なら、それはロージスがアプアラに帰属する助けになる筈。
(2,973文字:2016/11/13初稿 2017/11/02投稿予約 2017/12/05 03:00掲載予定)
・ 鉄道と馬車では、物資の輸送量も輸送速度も桁が(それも二つ三つ)違います。アプアラ経由では新鮮で且つ質・量ともに豊富な物資と情報が送り込まれるのに対し、リングダッド・カナリアやメーダラ(ローズヴェルト)からは古びてカビが生えた少量の物資と情報しか流入しないのであれば、領民の親近感はどちらへ向くかは瞭然です。ちなみに、マキア港からシュトラスブルグまでの物資の輸送を考えると、陸路(二重王国経由)だと馬車では2ヶ月以上かかりますが、ボルドまで海路を使ってその後鉄道を使えば、馬車数百台分が10日程で届くのです。またパスカグーラ(フェルマリア至近の港町)からシュトラスブルグまでだと、陸路(ローズヴェルト経由)で約1ヶ月、海路プラス鉄道で5日(荷卸し等の時間は含まず)です。コストを考えても、比較になりません。

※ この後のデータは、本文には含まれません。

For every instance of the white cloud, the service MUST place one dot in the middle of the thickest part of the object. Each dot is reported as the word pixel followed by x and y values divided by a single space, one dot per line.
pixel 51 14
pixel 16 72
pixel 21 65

・ ロージス領のモデルとなった、フランスのアルザス=ロレーヌ地方は、現在では欧州統合の象徴として、EUの諸機関が多く設置されているそうです。そのEUそのものが、今は崩壊の危機にあるというのは皮肉ですが。
・ 「ノブレス・オブリージュ」という言葉があります。貴族はその立場に値する義務がある、という意味です。この考えに従えば、「女侯爵」となるルーナ王女は政務と無縁ではいられません。
が、そもそも「ノブレス・オブリージュ」という言葉は、中世末期、貴族たちが耽美と頽廃、迷信と享楽に没頭し民を顧みなくなった時代に生まれた言葉です。貴族が民を守るのは、「義務」ではなくそれ以前に当たり前のことなのです(パン屋がパンを焼くことは、「義務」とは言いません)。「当たり前のこと」を「義務」と言い換えることで、当たり前にすべきことをさせようとしただけだったのです。
ルーナ王女の爵位は、だから王女がドレイク国内で自由に振る舞う為のモノ。「義務」や「責務」を与えるものではないのです。